Lilac-breasted Roller (Coracias caudatus) just after alighting from its perch.

Kruger National Park, Limpopo Province, South Africa.

Canon EOS R5 with Canon EF 70-200mm f/2.8L IS III USM lens and RF/EF control ring adapter. ISO 800. 1/4000 sec at f/5.6. Exposure set manually. Hand-held.

Have just spent some three weeks in the Kruger National Park. It was the first time I have had a proper opportunity to shoot some flight photography using the new Canon EOS R5. I thought a good test would be to see if I could successfully capture the take-off of a Lilac-breasted Roller – towards me. They are such colourful birds and their wings are particularly beautiful in flight. I have always wanted to get a good sequence of the take-off, but had never had an excellent result with good focusing on the eye of the bird. I had captured some good images but the critical focus point was not always the eye. It is very difficult to place an active focusing point exactly on the eye during its launch off its perch.

The Canon R5 offers the ability to track focus on the eye of a person or animal. I set the camera up in face+tracking focusing mode and selected animals as the sub-option. The setting is contained in the AF(Purple) menu 1. This seems to work for birds as well. In fact it may be somewhat better on birds as the contrast between eyes and feather colour is more pronounced than many of the mammals, especially most of the antelope species.


I was using the mechanical shutter rather than the electronic shutter but it still achieved a fast 12 frames per second. Using the electronic shutter 20 frames per second is possible. Using 1/4000 sec and a fully charged battery the mechanical shutter sufficed and there was no chance of “rolling shutter” effect. It is worth checking out some of my camera settings in this blog.

Fourteen images were captured in the sequence. The first image registered the time as 11:51:27 and the final image was registered as 11:51:28. As the metadata does not record parts of a second, it would appear that the actual frame rate was about the same as the Canon specified frame rate.
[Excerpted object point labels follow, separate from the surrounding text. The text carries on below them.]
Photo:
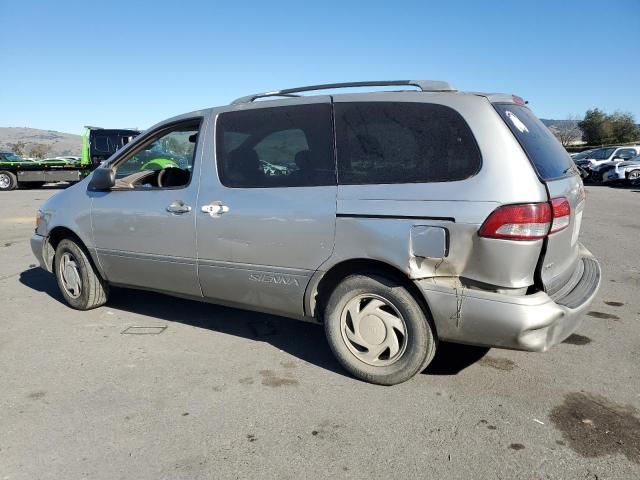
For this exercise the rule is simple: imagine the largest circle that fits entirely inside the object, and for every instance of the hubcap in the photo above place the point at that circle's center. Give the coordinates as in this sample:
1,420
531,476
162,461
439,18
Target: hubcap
70,275
373,330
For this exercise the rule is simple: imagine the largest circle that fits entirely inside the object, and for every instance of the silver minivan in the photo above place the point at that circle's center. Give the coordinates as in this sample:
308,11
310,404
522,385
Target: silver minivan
395,218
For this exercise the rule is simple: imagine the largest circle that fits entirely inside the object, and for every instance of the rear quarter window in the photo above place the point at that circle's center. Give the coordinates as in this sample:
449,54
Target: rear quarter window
395,142
546,153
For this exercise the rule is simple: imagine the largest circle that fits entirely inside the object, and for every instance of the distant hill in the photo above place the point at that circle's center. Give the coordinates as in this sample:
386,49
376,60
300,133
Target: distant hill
559,123
60,143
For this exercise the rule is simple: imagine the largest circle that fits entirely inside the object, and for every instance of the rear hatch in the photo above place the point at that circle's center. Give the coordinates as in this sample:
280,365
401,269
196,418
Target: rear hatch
560,263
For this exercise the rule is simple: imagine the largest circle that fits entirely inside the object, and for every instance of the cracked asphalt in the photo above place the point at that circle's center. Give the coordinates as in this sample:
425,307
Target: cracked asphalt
154,387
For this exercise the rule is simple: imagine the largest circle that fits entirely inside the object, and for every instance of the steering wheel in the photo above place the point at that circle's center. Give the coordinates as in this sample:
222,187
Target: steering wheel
162,175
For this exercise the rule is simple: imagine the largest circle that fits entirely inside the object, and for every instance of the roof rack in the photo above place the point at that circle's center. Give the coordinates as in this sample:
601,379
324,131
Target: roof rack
423,85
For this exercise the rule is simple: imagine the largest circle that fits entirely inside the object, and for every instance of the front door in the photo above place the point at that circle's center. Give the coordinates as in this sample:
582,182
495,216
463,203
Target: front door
266,210
144,228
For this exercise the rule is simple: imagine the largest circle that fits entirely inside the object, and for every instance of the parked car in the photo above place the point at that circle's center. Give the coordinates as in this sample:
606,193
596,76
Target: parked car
621,172
403,218
605,155
580,155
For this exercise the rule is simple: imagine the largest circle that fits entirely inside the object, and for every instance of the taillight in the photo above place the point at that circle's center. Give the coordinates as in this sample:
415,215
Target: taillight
561,214
530,221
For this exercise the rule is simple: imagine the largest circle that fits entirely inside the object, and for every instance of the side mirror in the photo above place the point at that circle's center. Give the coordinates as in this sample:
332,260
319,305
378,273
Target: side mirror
102,179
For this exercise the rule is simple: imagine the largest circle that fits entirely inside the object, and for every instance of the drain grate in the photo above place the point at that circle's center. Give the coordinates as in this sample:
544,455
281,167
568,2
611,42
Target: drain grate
143,330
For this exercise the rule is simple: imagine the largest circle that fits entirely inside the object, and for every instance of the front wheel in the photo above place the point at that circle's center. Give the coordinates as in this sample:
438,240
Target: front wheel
8,181
634,178
79,282
377,330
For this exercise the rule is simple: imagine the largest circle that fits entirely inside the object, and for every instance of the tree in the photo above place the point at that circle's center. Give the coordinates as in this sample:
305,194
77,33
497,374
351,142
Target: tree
596,129
567,131
19,148
39,150
623,127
The following images were some of the rest of the sequence. The autofocus was also tested with the bird flying almost straight towards me and that is usually the most difficult for the camera to achieve continuous focus. All fourteen images were in spot-on focus

In general I found the Canon R5 to be a very capable wildlife and landscape camera. For wildlife I mostly used the Canon EF 70-200mm f/2.8L IS III USM lens  and the Canon EF 200-400mm f/4L IS USM lens, which has the built-in 1.4x converter. Both these lenses were attached to the R5 body with a EF/RF adapter. For landscapes a Canon RF 15-35mm f/2.8L IS USM lens and a Canon RF 28-70mm f/2L USM lens was generally used. I found very little, if any, difference in autofocusing speed using EF or RF lenses.

Still preferred the Canon EOS 1DX Mark III on the EF 600mm f/4L IS II USM lens. Felt the weight and solidity of the large DSLR was a better balance. I should do some more shooting with the R5 coupled with the 600mm just to see how well that performs.